Of those who were made redundant, 5,300 are based in Hong Kong and 600 are overseas workers. Around 4,000 of them are cabin crew, 600 are pilots, and 700 are ground staff and office workers. About 2,600 unfilled posts will be eliminated. The layoffs represent about a quarter of Cathay's established headcount of 35,000, making it the biggest layoff by a Hong Kong company in 30 years.
When choosing the employees who will get axed, the number of years an employee spent in the company is key. The longer the employee works for the company, the more likely he or she would keep their job.

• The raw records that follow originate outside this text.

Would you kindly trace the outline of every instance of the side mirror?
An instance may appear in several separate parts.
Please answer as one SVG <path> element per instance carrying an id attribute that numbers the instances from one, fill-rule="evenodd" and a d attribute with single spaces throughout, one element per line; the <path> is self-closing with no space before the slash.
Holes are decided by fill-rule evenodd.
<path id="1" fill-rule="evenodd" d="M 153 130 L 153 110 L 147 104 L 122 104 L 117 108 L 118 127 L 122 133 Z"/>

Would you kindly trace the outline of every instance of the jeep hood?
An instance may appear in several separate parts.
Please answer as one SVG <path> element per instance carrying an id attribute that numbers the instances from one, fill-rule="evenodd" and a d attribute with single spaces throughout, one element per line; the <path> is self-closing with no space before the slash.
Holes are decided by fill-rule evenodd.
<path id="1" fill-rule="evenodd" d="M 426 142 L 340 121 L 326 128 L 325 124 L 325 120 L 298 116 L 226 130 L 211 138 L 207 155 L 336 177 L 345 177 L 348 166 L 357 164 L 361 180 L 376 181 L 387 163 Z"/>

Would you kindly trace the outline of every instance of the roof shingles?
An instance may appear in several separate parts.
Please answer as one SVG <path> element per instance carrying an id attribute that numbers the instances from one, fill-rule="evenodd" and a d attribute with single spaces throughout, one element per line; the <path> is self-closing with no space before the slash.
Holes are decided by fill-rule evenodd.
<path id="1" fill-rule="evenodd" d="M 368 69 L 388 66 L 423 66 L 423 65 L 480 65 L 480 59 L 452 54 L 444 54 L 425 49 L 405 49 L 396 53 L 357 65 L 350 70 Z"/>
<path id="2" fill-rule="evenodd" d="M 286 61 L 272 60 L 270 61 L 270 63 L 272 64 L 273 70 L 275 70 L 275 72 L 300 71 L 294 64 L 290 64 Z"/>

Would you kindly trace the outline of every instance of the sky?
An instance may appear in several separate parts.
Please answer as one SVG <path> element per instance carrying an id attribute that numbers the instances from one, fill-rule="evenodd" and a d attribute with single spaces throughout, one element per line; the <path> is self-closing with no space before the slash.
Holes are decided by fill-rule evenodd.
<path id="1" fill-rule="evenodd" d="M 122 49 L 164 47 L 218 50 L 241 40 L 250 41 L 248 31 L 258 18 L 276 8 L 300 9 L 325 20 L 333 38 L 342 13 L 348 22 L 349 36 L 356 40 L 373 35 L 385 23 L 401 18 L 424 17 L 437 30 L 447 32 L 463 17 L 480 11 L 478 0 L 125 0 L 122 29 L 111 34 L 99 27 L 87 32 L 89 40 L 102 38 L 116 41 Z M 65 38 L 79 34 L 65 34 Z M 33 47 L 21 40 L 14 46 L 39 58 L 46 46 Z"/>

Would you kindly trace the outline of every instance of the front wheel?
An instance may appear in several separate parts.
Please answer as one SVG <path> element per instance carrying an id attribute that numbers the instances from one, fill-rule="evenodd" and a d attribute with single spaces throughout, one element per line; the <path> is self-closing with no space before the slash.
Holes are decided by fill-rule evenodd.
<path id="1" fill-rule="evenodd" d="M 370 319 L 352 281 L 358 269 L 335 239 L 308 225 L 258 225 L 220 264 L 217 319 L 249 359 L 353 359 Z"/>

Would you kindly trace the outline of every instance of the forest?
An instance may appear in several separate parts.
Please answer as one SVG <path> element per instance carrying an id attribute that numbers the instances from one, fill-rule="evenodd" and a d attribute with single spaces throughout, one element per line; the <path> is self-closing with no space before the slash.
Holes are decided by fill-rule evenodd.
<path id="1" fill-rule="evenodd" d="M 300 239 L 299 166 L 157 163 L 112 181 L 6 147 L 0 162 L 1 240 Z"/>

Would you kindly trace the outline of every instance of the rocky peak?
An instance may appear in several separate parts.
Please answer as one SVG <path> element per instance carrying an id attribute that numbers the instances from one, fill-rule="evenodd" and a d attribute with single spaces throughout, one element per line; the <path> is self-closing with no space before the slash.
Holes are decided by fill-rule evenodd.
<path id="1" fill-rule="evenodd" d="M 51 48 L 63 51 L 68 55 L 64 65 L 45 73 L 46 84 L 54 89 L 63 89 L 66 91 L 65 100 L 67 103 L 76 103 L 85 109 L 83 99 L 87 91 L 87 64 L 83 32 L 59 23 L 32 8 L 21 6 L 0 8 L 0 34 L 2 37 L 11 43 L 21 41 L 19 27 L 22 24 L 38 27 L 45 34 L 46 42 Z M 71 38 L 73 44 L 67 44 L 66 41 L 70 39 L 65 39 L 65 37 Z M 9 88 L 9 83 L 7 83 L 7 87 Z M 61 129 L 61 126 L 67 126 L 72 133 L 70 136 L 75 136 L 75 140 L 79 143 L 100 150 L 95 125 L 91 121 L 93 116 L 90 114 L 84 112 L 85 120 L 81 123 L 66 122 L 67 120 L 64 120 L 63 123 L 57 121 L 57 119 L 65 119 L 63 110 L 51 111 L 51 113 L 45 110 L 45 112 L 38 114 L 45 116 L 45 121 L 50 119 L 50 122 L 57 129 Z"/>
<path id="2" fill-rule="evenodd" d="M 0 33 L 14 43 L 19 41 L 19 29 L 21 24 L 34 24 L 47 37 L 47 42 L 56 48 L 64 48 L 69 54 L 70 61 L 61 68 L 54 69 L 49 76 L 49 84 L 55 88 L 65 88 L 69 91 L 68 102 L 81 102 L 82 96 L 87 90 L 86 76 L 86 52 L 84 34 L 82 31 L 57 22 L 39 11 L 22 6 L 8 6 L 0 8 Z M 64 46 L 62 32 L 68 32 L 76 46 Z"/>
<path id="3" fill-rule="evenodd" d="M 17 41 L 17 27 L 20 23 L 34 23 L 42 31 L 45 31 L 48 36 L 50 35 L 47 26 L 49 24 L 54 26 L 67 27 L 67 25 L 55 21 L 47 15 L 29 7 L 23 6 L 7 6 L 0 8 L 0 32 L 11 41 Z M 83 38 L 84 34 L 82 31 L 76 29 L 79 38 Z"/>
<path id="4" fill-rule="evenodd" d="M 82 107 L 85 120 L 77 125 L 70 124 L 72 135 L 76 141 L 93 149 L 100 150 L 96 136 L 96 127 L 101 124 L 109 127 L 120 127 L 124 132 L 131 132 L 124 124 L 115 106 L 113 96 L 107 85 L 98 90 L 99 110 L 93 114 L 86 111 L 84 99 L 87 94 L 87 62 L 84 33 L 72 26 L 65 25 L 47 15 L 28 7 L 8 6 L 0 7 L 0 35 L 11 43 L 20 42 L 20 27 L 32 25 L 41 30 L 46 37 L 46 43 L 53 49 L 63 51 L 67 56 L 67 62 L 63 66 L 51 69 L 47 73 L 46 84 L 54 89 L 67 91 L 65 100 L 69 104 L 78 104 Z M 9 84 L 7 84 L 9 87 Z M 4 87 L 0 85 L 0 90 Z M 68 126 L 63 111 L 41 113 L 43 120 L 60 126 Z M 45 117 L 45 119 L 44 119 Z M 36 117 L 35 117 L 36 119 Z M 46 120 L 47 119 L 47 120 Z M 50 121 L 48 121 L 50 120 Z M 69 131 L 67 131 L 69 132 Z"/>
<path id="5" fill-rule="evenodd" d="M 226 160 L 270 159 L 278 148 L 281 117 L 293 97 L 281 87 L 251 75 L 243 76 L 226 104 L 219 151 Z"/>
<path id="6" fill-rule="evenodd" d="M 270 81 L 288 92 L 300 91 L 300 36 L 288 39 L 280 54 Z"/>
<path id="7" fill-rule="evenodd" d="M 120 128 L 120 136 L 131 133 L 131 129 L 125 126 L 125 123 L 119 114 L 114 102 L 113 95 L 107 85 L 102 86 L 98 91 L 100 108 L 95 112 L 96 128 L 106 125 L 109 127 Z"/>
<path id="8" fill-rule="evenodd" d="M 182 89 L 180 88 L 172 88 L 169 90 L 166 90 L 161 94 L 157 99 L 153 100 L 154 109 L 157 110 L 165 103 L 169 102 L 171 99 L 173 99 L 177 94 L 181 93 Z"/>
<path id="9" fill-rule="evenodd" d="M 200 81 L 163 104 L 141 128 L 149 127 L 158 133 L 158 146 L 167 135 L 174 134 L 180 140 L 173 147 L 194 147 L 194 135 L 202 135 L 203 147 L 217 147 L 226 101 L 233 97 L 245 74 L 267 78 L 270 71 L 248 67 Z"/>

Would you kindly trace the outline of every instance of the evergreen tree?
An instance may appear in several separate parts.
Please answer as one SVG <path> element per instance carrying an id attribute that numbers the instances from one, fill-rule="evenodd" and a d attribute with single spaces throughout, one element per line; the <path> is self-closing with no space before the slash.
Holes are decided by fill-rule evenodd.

“The global pandemic continues to have a devastating impact on aviation. The hard truth is we need to fundamentally restructure the Cathay Pacific group in order to secure our future,” said Augustus Tang, the airline's chief executive.
"Our immediate priority is to support those affected by today’s announcement. We are deeply saddened to part ways with our talented and respected colleagues, and I want to thank them for their hard work, achievements and dedication," Tang added.
Hong Kong-based cabin crew and pilots who survived the company downsizing face new terms in their contracts including salary and benefits cut. In some cases, salaries and benefits will be cut by 40 to 60%. Those who reject the terms will be let go.
Since the anti-extradition bill protest in Hong Kong, the 35-year-old regional airline Cathay Dragon (formerly Dragonair) has faced a significant drop in the number of passengers. The COVID-19 outbreak has further exacerbated the financial situation. Cathay Dragon's route will be merged with Cathay Pacific and its budget airline HK Express.
Cathay Pacific believes the series of job cuts can reduce the losses during the pandemic by HK$500 million per month by 2021.
Commenting on Cathay Pacific's announcement, financial secretary Paul Chan, said, “As Hong Kong's most important local airline, the Cathay Group is also facing unprecedented operational and financial pressure. If this life-or-death issue is not properly addressed, the situation would harm Hong Kong's international aviation hub status and development in the region and adversely impact other local economic activities to the detriment of the overall interests of Hong Kong.
“As a matter of fact, the business environment has been made very difficult for the aviation industry by the epidemic around the globe in the past six months or so. In spite of support from their governments or state funds, many major international airlines have inevitably resorted to downsizing or business restructuring to lower costs, with a view to tiding over this difficult period,' he added.
“The purpose of the government's investment in the Cathay Group through the Land Fund is to help the group weather the extreme business environment, uphold Hong Kong's status as an international aviation hub in the region and keep any adverse impact to other aspects of the economy at bay, while at the same time generate a return for the government. When we injected capital this June, we stated clearly that the government has no intention of becoming a long-term shareholder of the Cathay Group or participating in its daily operation, which is still in the hands of its board of directors and management."
In July, Cathay Pacific announced a HK$39 billion recapitalisation plan backed by the Hong Kong government to enable it to remain operational.